The wording suggests that the pandemic is over, but I would not agree. Based on the patterns of previous pandemics, it’s likely that a third wave of infections will occur later this winter. To their credit they acknowledge this possibility several paragraphs later:
This is no time for Americans to let down their guard…if the swine flu follows the pattern of some previous pandemic strains, it could return in a new wave early next year.

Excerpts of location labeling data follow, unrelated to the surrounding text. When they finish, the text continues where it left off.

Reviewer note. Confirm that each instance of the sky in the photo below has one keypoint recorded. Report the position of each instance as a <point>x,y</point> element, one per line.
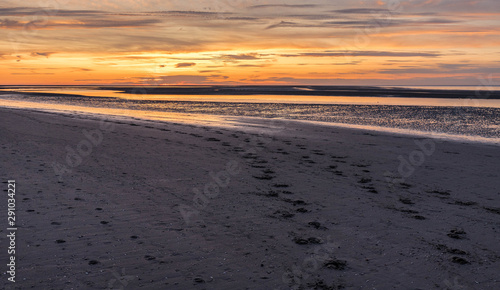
<point>243,42</point>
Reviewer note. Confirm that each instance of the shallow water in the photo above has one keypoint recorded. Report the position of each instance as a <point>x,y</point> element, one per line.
<point>460,117</point>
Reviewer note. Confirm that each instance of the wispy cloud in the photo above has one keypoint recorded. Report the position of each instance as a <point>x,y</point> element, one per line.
<point>364,53</point>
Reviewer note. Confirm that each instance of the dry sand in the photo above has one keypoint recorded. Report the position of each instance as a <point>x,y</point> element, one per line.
<point>300,206</point>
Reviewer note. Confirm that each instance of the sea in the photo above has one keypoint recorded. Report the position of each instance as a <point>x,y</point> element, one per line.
<point>468,119</point>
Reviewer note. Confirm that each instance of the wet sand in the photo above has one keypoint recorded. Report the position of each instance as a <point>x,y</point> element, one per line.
<point>116,202</point>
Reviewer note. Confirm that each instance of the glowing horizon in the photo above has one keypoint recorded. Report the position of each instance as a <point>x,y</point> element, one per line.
<point>240,42</point>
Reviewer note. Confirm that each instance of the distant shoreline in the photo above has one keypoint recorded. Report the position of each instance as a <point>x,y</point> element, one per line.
<point>333,91</point>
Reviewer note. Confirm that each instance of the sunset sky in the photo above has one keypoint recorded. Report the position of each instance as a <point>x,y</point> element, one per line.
<point>322,42</point>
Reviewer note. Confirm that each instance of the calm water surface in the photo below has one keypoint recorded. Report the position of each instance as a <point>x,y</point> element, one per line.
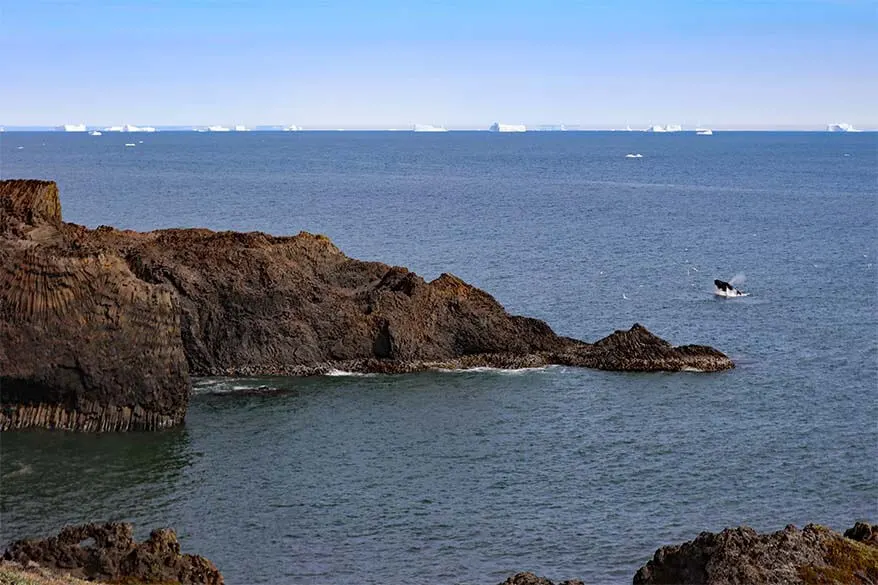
<point>467,477</point>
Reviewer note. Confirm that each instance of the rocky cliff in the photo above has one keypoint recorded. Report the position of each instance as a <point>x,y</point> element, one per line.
<point>101,329</point>
<point>813,555</point>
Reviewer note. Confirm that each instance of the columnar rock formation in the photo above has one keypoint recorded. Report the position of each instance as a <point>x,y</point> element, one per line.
<point>101,329</point>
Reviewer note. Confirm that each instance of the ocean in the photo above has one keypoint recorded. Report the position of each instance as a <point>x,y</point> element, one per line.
<point>468,477</point>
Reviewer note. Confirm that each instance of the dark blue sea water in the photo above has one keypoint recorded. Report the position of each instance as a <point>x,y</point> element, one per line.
<point>468,477</point>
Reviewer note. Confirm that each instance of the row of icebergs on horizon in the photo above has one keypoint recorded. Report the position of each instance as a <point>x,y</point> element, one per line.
<point>495,127</point>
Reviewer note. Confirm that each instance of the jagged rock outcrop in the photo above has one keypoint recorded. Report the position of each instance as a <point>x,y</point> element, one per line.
<point>531,579</point>
<point>84,343</point>
<point>108,552</point>
<point>101,329</point>
<point>814,555</point>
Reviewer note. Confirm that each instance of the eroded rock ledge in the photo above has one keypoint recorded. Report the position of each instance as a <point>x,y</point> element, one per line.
<point>101,329</point>
<point>108,552</point>
<point>741,556</point>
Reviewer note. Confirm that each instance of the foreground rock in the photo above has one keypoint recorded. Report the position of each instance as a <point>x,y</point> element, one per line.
<point>101,329</point>
<point>531,579</point>
<point>791,556</point>
<point>112,555</point>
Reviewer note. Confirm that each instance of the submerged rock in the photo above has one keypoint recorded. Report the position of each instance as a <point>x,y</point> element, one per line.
<point>101,329</point>
<point>814,555</point>
<point>108,552</point>
<point>531,579</point>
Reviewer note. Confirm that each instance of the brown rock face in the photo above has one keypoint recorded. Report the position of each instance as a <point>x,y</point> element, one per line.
<point>84,343</point>
<point>791,556</point>
<point>101,329</point>
<point>111,554</point>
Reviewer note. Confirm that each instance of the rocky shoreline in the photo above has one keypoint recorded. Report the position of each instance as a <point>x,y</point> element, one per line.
<point>100,330</point>
<point>810,556</point>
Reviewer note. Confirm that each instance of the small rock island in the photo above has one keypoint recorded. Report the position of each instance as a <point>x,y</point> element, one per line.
<point>101,329</point>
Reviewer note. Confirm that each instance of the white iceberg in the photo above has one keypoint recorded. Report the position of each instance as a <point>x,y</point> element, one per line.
<point>427,128</point>
<point>668,128</point>
<point>841,127</point>
<point>129,128</point>
<point>498,127</point>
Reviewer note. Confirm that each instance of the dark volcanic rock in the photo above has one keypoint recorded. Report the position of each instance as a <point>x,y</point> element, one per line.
<point>790,556</point>
<point>531,579</point>
<point>101,329</point>
<point>109,552</point>
<point>84,343</point>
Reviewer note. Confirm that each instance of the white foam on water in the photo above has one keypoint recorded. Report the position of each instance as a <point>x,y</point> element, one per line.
<point>489,370</point>
<point>337,373</point>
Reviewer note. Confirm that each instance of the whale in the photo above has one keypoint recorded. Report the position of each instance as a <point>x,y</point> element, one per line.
<point>726,290</point>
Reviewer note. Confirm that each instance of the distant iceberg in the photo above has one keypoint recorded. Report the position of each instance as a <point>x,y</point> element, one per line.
<point>498,127</point>
<point>668,128</point>
<point>840,128</point>
<point>427,128</point>
<point>551,128</point>
<point>129,128</point>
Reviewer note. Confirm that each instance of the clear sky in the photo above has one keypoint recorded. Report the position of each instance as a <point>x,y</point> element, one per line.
<point>458,63</point>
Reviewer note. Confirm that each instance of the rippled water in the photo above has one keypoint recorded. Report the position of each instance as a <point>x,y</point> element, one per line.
<point>467,477</point>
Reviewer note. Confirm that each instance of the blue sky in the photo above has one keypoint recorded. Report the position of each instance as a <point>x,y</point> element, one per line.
<point>462,64</point>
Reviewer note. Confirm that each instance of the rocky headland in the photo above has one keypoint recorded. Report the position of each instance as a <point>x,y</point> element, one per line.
<point>101,329</point>
<point>814,555</point>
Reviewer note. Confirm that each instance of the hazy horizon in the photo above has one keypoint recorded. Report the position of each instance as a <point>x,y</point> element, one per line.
<point>338,64</point>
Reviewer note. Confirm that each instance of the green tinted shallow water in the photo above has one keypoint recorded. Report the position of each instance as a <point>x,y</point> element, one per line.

When the editorial delves into viral genetics it moves to unsteady ground:
There have also been scattered reports of mutations in the swine flu virus that cause harm deep in the lungs of some patients or make the virus resistant to one of the standard drug treatments. However, neither mutation seems to be spreading widely.
As I’ve written before, there is no evidence that the G225D amino acid change in the viral HA protein is causing more severe disease in the lower respiratory tract. The fact that this change has been identified in viral isolates from a number of fatal cases does not prove a causative role. To do so it will be necessary to identify the change in a significant number of cases with severe lower tract disease, and not in individuals with less serious infections. But I do agree that neither the G225D change nor the mutation conferring resistance to Tamiflu is yet spreading widely.
But why does the Times still use the name ‘swine flu’? The virus is of swine-origin but is now clearly a human strain of influenza virus. The virus can infect pigs (and other animals) but has not caused outbreaks in these animals. If it does it will have changed sufficiently and will no longer be a human influenza virus. Perhaps like the ‘Hong Kong flu’ of 1968, or the ‘Russian flu’ of 1977, ‘swine flu’ is simply a moniker, not a biologically correct appellation. ‘Swine flu’ is clearly more catchy than ‘swine-origin influenza virus’.